A convolutional neural network (CNN) is a deep learning model that analyzes images and learns on its own1. In recent years, CNNs have been extensively used in many fields. In the healthcare industry, numerous studies have reported that a CNN can be used to analyze and diagnose medical images1,2,3,4,5,6,7. CNNs have also been used to better interpret the complexities of medical imaging by revealing patterns in large numbers of data and acquiring essential information to gain more knowledge2.

In the field of dentistry, CNNs have been applied for the detection of carious lesions, periodontal lesions, mandibular canals, cysts, and tumors1,3,4,7,8,9. They are also used to assess the difficulty of realizing endodontic treatment, skeletal classification, soft tissue profiling, osteoporosis, root morphology evaluation, and survival prediction of oral cancer patients5,10,11,12,13,14.

There are several potential complications that may arise after the extraction of a third molar, including pain, swelling, and nerve injury, and it is important to evaluate the difficulty of extraction in an objective manner15,16. In practice, clinicians often misjudge such difficulty and fail to complete the extraction process. The purpose of this study is to present a CNN-based deep learning model using panoramic radiographic images for predicting the difficulty of extracting mandibular third molars.


The classification results for the proposed diagnosis model are presented in Table 1. Here, C1 (depth), C2 (ramal relationship), and C3 (angulation) represent the three criteria of the Pederson difficulty score (PDS) used in this study17. The accuracies for C1, C2, and C3 were found to be 78.91%, 82.03%, and 90.23%, respectively. The accuracy and sensitivity for C1 were lower than that of the other criteria. Based on the C3 criterion, the data on score 4 were insufficient for the training and testing.
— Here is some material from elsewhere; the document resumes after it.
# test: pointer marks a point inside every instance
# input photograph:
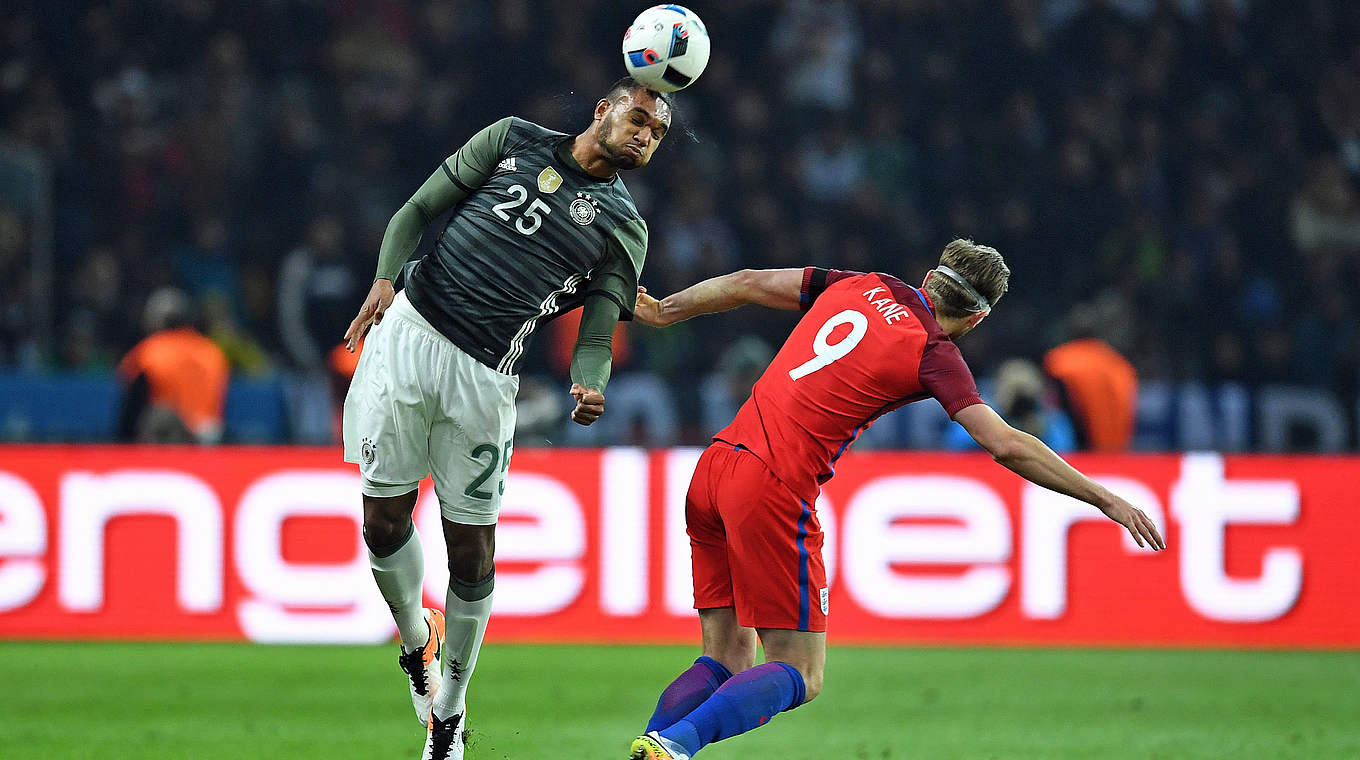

Table 1 Classification results.

Figure 1 shows the distributions of the expected scores among the actual PDSs measured by medical experts. These scores are densely distributed near the actual PDSs. The distributions for scores of 9 and 10 were excluded because the data for these scores were extremely limited. The predicted PDS is calculated to consider the confidence distribution evaluated by the model, and the root mean square error (RMSE) between the expected PDS and actual PDS was estimated to be 0.6738. In addition, the Cohen’s kappa scores for each criterion were 70.88%, 65.23%, and 85.54%, respectively.

Figure 1
figure 1

Predicted Pederson difficulty score (PDS) distribution of the actual PDS. The distribution of predicted PDS was generally close to the actual PDS. Whereas it performed well for PDS 4–7, it overestimated the cases of PDS 3 and underestimated the cases of PDS 8 and 9.


Deep learning has been widely used in various fields. Among the many deep learning models, CNNs are the most efficient6. CNNs have shown excellent results in the analysis of radiographic images when compared to the results by medical experts. Previous studies have shown that deep learning can be used to recognize anatomical structures, find anomalies, measure the distance, and classify structures in medical images1,3,4,5,6,7,8,9,10,11,12,13,14,15. However, in most studies, object detection was conducted manually, and tasks were limited to performing simple measurements, comparisons, or classifications. In this study, all processes were applied automatically including object detection. In addition, object detection is quite complicated because the normal anatomical structure is assessed and scored based on three criteria.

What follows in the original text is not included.